The 21st Century Experiential Classroom: Music Entrepreneurship Through the Coleman Foundation Faculty Entrepreneurship Fellowship
Sean Flanigan Colorado Mesa University.
Sean opens with an example of the ultimate entrepreneurial musician, citing Mozart as a portfolio-career musician (teaching, playing, composing).
A question: How can a music program afford not to have a Music Entrepreneurship track? All professional musicians (by definition) monetise their skills in some way, and Sean suggests that our curricula should have this philosophy embedded.

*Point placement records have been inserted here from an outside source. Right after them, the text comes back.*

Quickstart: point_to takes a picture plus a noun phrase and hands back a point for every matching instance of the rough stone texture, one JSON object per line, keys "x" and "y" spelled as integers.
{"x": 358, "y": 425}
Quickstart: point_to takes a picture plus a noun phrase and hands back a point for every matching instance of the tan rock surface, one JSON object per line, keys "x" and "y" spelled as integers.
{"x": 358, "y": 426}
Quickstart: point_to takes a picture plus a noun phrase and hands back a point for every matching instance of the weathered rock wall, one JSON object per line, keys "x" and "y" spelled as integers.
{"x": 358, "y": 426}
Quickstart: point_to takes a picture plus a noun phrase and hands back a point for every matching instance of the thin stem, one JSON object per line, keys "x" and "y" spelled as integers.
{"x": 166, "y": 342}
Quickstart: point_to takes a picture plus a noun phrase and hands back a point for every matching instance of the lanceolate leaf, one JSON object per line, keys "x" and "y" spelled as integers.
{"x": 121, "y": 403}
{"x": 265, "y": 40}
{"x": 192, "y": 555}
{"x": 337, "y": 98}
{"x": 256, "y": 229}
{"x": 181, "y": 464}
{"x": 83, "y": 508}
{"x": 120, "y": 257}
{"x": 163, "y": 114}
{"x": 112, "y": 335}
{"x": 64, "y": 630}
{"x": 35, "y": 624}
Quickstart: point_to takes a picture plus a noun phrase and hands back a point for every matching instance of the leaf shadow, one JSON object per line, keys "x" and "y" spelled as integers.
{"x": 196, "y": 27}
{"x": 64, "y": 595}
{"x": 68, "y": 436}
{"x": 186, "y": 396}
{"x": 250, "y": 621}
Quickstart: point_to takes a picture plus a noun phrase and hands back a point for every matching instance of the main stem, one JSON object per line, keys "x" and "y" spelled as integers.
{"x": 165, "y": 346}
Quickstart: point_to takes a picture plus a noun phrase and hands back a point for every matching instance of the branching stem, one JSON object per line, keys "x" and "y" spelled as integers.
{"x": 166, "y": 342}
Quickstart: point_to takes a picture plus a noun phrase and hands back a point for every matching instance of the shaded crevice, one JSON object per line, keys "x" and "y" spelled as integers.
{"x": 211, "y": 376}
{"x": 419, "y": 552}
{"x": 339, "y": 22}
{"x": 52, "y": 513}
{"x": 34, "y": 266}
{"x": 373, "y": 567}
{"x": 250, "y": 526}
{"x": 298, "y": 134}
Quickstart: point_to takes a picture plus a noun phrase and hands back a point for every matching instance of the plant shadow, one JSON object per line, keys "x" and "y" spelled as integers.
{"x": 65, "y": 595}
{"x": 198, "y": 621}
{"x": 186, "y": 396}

We now see an overview of the Coleman Foundation, the funding from which enables faculty to develop experiential learning for students [Sean is presumably a Coleman Fellow]. In Sean’s ‘Idea Challenge’ for students , he enables the development of student projects that are market-driven – they ask what outputs people need. When a need is identified, ideation, design, and marketing follow. Sean’s examples are not necessarily from music – he talks about engineering, products and services. [His goal seems to be to engender creative thinking rather than musically-specific entrepreneurship career routes… but maybe he’s getting to that…]
He now ‘defines the community’, using Colorado as his case study, citing various music activities, venues and projects near to his university, including his own El Sistema project, MusicSpark.
The session ends with a very productive few minutes, where audience members discuss with each other what they might do today to move their curricula forward towards entrepreneurial student activity.